Now, this species may be getting a second chance. In 1998, several captive-reared Mexican wolves were released into the wild for the first time in the Blue Range Wolf Recovery Area. The Mexican wolf captive program is currently taking new strides in order to continue the recovery and preservation of this species--mainly through these two, newly born wolf pups

The two male wolf pups were plucked from their den at the Wolf Conservation Center in South Salem last week. They were then flown on a jet and bottle-fed until they reached their new home, the Mesker Park Zoo & Botanic Garden in Indiana. There, they will be raised by foster wolf parents with a good record of raising pups.

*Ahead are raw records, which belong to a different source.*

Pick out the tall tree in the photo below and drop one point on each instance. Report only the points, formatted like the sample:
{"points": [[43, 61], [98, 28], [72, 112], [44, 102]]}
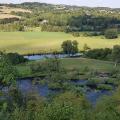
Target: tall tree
{"points": [[70, 47], [116, 54], [7, 71]]}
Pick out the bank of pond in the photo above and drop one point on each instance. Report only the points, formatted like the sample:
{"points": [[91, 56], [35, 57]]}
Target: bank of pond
{"points": [[43, 56], [93, 92]]}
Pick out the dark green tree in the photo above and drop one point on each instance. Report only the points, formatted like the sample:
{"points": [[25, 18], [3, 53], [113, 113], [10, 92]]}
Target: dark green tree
{"points": [[70, 47], [7, 71], [111, 34]]}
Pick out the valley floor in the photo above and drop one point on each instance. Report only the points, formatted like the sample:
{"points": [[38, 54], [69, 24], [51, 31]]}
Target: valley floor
{"points": [[44, 42]]}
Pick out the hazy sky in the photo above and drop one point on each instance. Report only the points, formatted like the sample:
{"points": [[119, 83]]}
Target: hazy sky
{"points": [[91, 3]]}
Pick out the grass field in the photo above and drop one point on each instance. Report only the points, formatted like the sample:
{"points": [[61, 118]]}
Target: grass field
{"points": [[38, 42], [71, 63]]}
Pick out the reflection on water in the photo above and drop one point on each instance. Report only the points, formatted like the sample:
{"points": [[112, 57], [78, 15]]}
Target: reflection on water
{"points": [[25, 86]]}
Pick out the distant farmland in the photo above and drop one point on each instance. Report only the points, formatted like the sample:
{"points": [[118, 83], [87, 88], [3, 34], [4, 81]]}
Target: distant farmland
{"points": [[39, 42], [6, 12]]}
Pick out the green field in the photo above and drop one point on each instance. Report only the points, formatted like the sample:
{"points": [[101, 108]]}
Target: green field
{"points": [[38, 42], [71, 63]]}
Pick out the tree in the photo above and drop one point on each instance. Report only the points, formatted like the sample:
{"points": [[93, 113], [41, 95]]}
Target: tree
{"points": [[7, 71], [111, 33], [70, 47], [86, 47], [116, 54]]}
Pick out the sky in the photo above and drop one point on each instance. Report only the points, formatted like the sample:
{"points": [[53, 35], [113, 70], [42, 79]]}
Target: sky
{"points": [[90, 3]]}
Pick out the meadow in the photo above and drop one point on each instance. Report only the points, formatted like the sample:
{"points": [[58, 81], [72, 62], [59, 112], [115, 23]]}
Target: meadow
{"points": [[44, 42]]}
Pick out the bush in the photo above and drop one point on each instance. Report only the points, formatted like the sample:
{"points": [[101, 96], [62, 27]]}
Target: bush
{"points": [[102, 54], [111, 34], [15, 58]]}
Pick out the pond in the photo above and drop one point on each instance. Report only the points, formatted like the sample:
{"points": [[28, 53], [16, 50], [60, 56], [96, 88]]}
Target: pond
{"points": [[42, 56], [92, 95], [26, 86]]}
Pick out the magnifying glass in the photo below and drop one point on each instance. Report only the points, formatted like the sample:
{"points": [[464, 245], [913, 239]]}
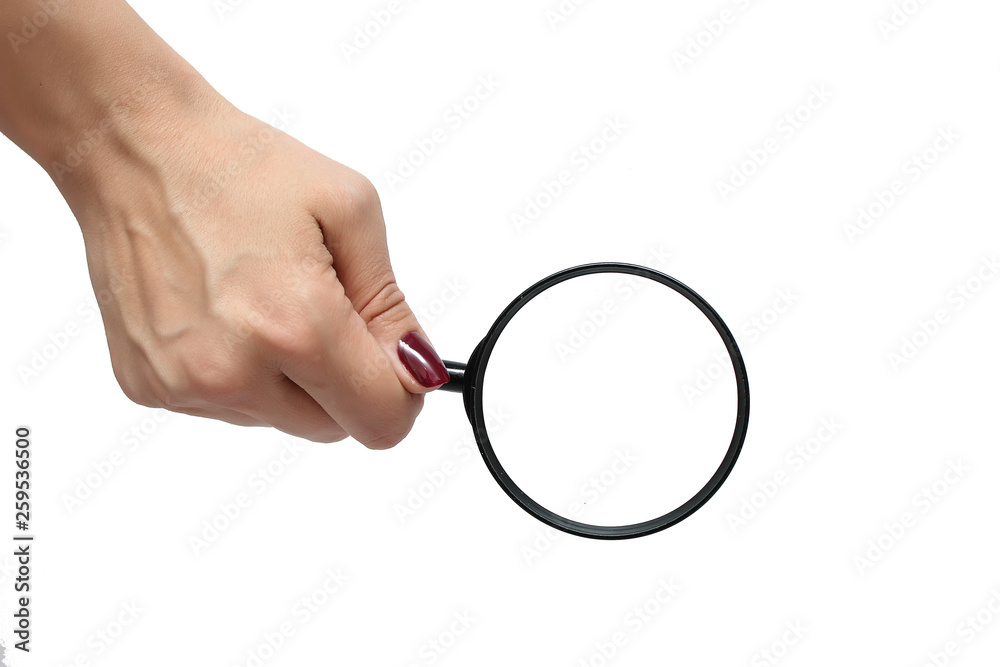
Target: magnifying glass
{"points": [[623, 397]]}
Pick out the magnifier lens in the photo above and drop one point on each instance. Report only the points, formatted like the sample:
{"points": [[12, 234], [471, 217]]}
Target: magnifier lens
{"points": [[619, 399]]}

How will this help the species, though? The pups were in harm's way. The last time the pups' mother had a litter of eight, all of the pups died within the first month. The cause for these deaths couldn't be determined, but officials planned to be on the safe side this time.

"It's such an emotional and sensitive decision to pluck these pups away from their mother," said Maggie Howell, who runs the Westchester center where the wolf pups were born, in an interview with the NY Post. "I think that at some level you just have to hope that this is something bigger than their pack."

Currently, there are fewer than 400 Mexican grey wolves left. Hopefully, these two wolf pups will grow into healthy individuals and, one day, sire wolves that will eventually be released into the wild.